PostPosted: Sun Jul 13, 2008 6:29 pm    Post subject: Re: massless or massive photon? Reply with quote

"Juan R. González-Álvarez" <juanREMOVE@canonicalscience.com> wrote in
message news:pan.2008.07.13.11.35.50@canonicalscience.com...
Quote:
Pmb wrote on Sat, 12 Jul 2008 21:35:10 -0400:

Peter, on the other hand, sometimes makes a good point. Unlike Koobee
and Juan and Sue, he's not a crackpot, there are just some
(unfortunately, permanent) gaps in his understanding of physics.

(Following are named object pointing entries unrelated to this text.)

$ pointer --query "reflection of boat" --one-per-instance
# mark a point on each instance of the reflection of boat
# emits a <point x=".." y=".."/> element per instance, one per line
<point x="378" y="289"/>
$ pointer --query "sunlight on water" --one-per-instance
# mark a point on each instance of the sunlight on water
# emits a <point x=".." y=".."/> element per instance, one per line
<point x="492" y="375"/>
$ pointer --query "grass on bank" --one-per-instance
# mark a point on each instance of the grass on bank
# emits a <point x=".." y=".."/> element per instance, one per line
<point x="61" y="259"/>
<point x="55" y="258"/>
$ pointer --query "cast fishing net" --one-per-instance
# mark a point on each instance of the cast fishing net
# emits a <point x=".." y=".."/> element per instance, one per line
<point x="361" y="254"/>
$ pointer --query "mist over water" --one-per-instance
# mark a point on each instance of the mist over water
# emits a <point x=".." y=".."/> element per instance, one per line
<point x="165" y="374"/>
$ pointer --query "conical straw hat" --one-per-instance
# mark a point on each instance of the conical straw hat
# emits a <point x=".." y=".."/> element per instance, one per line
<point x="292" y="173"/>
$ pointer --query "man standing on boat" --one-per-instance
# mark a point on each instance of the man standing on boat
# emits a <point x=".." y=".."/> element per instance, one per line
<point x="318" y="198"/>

Easy claims to make Daryl. Why not state these supposed gaps and I'll
show you where (1) you're wrong or (2) I realized it and posted a
correction.

Pete

As explained in future version of guidelines, crackpots claim for
mistakes in other's knowledge but don't say where. /Ad hominem/ attacks
is a usual tactic they use.

Notice also how crackpot Daryl confound the Lagrangian written in terms
of four velocities v^b with the Lagrangian written in terms of four
proper velocities u^b.

The terms "proper velocity" and "4-velocity" are most often used to refer to
exactly the same object.

Quote:
See also the difference in minus sign in his
proper frame Lagrangian.

I am not sure if crackpot Daryl know why I wrote the minus Smile

The choice of the minus sign makes the energy come out with the right sign.
If not then its still an integral of motion anyway. No matter what the minus
sign is, the equations of motion are the same.